MIT Algorithm Identifies Influencing Variables in Complex Systems—Access It Here
Dealing with variables is no small feat, especially in complex systems where many variables converge. MIT engineers are on it. They developed an algorithm to identify variables that likely influence other variables in a complex system. The engineers published their results in Nature Communications.
The algorithm takes in data collected over time and measures the interactions between every variable in a system, estimating the degree to which a change in one variable can predict the state of another. Next, they generate a “causality map” linking variables likely to have a cause-and-effect relationship. The algorithm determines whether two variables are synergistic or redundant, and it can also make an estimate of “causal leakage,” the degree to which the system’s behavior cannot be explained through the variables available; some unknown influence is at play, and more variables must be considered.
“The significance of our method lies in its versatility across disciplines,” says Álvaro Martínez-Sánchez, a graduate student in MIT’s Department of Aeronautics and Astronautics (AeroAstro). “It can be applied to better understand the evolution of species in an ecosystem, the communication of neurons in the brain, and the interplay of climatological variables between regions, to name a few examples.”
Traditional methods don’t distinguish between a “unique” causality, in which one variable has a unique effect on another, apart from every other variable, from a “synergistic” or a “redundant” link. An example of a synergistic causality would be if one variable (say, the action of drug A) did not affect another variable (a person’s blood pressure), unless the first variable was paired with a second (drug B). In comparison, a redundant causality would be if one variable (a student’s work habits) affects another variable (their chance of getting good grades), but that effect has the same impact as another variable (the amount of sleep the student gets).

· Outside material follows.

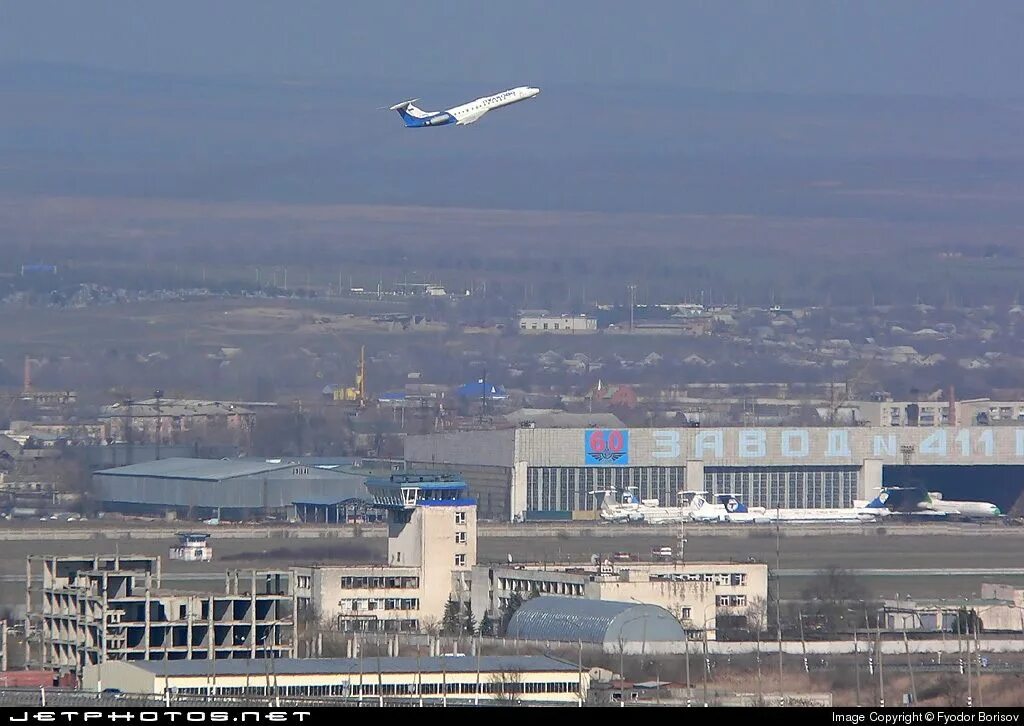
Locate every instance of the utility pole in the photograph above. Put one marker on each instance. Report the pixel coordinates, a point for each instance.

The MIT engineers took a page from information theory — the science of how messages are communicated through a network, based on a theory formulated by the late MIT professor emeritus Claude Shannon. The algorithm evaluates multiple variables simultaneously and defines information as the likelihood that a change in one variable will also see a change in another. This likelihood can strengthen or weaken as the algorithm evaluates more system data over time.

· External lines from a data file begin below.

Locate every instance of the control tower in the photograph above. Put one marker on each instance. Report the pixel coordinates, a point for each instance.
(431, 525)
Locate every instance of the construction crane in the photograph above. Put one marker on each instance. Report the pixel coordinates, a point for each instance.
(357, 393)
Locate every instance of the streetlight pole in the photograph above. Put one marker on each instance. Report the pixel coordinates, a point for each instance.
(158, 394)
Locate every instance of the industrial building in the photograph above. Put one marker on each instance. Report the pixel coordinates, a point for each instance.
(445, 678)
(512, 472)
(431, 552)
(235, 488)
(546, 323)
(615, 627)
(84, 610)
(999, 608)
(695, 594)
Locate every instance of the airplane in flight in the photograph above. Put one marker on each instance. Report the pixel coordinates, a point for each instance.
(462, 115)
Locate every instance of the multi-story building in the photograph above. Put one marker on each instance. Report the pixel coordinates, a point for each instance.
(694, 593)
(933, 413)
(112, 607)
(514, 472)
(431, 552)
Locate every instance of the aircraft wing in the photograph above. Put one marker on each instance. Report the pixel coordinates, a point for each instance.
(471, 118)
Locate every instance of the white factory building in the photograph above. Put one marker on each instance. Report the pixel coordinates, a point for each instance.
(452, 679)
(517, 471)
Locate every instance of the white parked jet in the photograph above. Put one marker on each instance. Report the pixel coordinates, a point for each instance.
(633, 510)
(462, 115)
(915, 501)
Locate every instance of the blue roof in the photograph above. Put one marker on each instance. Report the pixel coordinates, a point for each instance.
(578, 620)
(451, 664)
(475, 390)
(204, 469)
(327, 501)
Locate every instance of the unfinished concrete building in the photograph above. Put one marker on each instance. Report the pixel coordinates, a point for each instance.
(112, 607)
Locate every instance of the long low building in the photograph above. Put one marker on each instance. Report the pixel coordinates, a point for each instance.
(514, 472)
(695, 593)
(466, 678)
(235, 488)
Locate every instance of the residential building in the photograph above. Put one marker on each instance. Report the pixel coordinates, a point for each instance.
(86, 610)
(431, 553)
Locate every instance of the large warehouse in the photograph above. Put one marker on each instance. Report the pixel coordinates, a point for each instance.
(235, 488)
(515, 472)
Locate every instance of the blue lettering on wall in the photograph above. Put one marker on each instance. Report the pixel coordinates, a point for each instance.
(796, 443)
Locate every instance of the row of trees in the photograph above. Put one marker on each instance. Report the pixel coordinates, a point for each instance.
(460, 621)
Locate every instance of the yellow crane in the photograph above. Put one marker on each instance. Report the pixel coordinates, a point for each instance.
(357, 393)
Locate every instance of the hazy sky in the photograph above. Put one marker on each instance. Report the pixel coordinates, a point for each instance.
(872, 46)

The method generates a map of causality showing which variables in the network are strongly linked, and researchers can then distinguish which variables have a unique, synergistic, or redundant relationship. The algorithm can also estimate the amount of “causality leak” in the system, meaning the degree to which a system’s behavior cannot be predicted based on available information.
The method the team coined SURD for Synergistic-Unique-Redundant Decomposition of causality is available online for others to test on their own systems.